I just joined today while trying to research a possible job offer in Abu Dhabi.

The job is a crew chief for aircraft maintenance that seems to be with the UAE military.

266,296.45 AED base pay

Housing (private apartment) and transportation (car)included.

30 days paid vacation

Air fare to and from.

Paid Holidays

9,182.62 AED year completion bonus

I am looking at this to be moving there without the Mrs. she will stay in the States. I then hope to send the majority of the pay back and live there alone.

About how much would I need per month for myself?

Also is there a list anywhere of things you should not do while there?

I really don't have the desire to see what jails in another part of the world are like.
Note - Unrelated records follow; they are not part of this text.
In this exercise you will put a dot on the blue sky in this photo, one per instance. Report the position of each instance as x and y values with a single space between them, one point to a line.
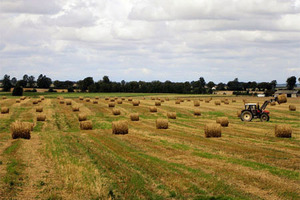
177 40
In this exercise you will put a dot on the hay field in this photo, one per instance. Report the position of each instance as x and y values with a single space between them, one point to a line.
60 161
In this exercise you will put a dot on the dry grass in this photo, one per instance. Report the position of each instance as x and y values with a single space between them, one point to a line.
39 109
75 108
111 104
284 131
134 117
116 111
197 112
136 103
212 130
292 107
4 110
86 125
196 103
68 102
20 130
41 117
217 103
282 99
153 109
162 124
120 127
171 115
82 117
223 121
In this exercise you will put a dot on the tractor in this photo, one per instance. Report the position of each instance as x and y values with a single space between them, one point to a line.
252 110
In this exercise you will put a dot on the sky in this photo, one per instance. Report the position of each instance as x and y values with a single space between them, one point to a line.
177 40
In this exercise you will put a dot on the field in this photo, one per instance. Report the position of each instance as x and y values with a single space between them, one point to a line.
60 161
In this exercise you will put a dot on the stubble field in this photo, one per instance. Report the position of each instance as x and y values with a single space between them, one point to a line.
60 161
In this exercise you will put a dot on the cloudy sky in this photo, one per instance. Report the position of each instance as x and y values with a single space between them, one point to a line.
177 40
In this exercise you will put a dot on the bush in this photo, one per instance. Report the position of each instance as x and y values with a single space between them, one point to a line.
52 90
18 91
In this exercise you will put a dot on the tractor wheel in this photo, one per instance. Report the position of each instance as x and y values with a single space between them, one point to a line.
264 117
246 116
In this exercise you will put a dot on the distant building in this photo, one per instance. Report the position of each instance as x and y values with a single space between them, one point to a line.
288 93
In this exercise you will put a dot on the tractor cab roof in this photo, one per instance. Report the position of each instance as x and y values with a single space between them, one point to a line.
250 104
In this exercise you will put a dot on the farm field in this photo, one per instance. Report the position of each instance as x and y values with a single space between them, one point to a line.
60 161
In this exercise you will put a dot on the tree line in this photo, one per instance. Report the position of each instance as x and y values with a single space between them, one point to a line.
106 85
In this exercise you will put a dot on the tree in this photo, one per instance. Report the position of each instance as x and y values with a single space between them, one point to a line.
43 81
291 83
31 81
18 90
6 83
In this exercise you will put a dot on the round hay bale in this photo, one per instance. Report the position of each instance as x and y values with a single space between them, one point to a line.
196 103
120 127
212 130
86 125
82 117
134 117
162 124
29 125
197 112
136 103
75 108
20 130
217 103
292 107
116 111
281 99
68 102
171 115
153 109
4 110
223 121
111 104
284 131
41 117
39 109
239 113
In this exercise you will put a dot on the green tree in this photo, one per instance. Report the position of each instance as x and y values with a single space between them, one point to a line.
291 83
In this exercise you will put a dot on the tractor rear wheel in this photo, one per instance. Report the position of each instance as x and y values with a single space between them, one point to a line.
264 117
246 116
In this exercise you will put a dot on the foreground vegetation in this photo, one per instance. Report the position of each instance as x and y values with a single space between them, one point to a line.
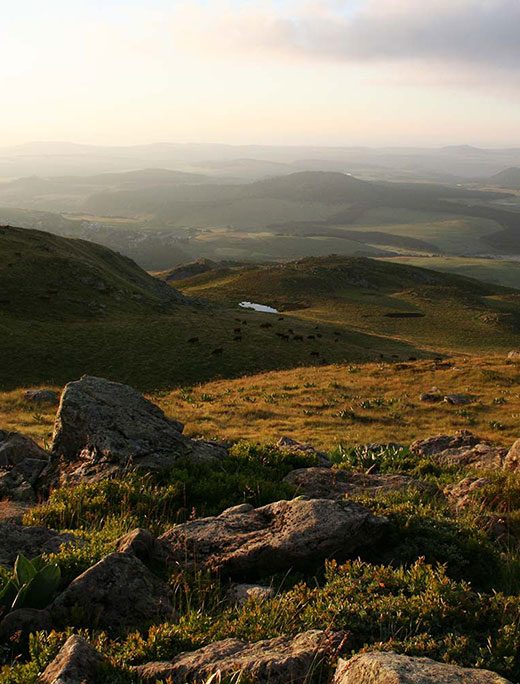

Thank you for any information you are able to give me.:hail:


----------



## Cactus_Jack

Cactus_Jack said:


> Hello all,
> 
> I just joined today while trying to research a possible job offer in Abu Dhabi.
> 
> The job is a crew chief for aircraft maintenance that seems to be with the UAE military.
> 
> 266,296.45 AED base pay
> 
> Housing (private apartment) and transportation (car)included.
> 
> 30 days paid vacation
> 
> Air fare to and from.
> 
> Paid Holidays
> 
> 9,182.62 AED year completion bonus
> 
> I am looking at this to be moving there without the Mrs. she will stay in the States. I then hope to send the majority of the pay back and live there alone.
> 
> About how much would I need per month for myself?
> 
> Also is there a list anywhere of things you should not do while there?
> 
> I really don't have the desire to see what jails in another part of the world are like.
> 
> Thank you for any information you are able to give me.:hail:


all of these are yearly amounts


----------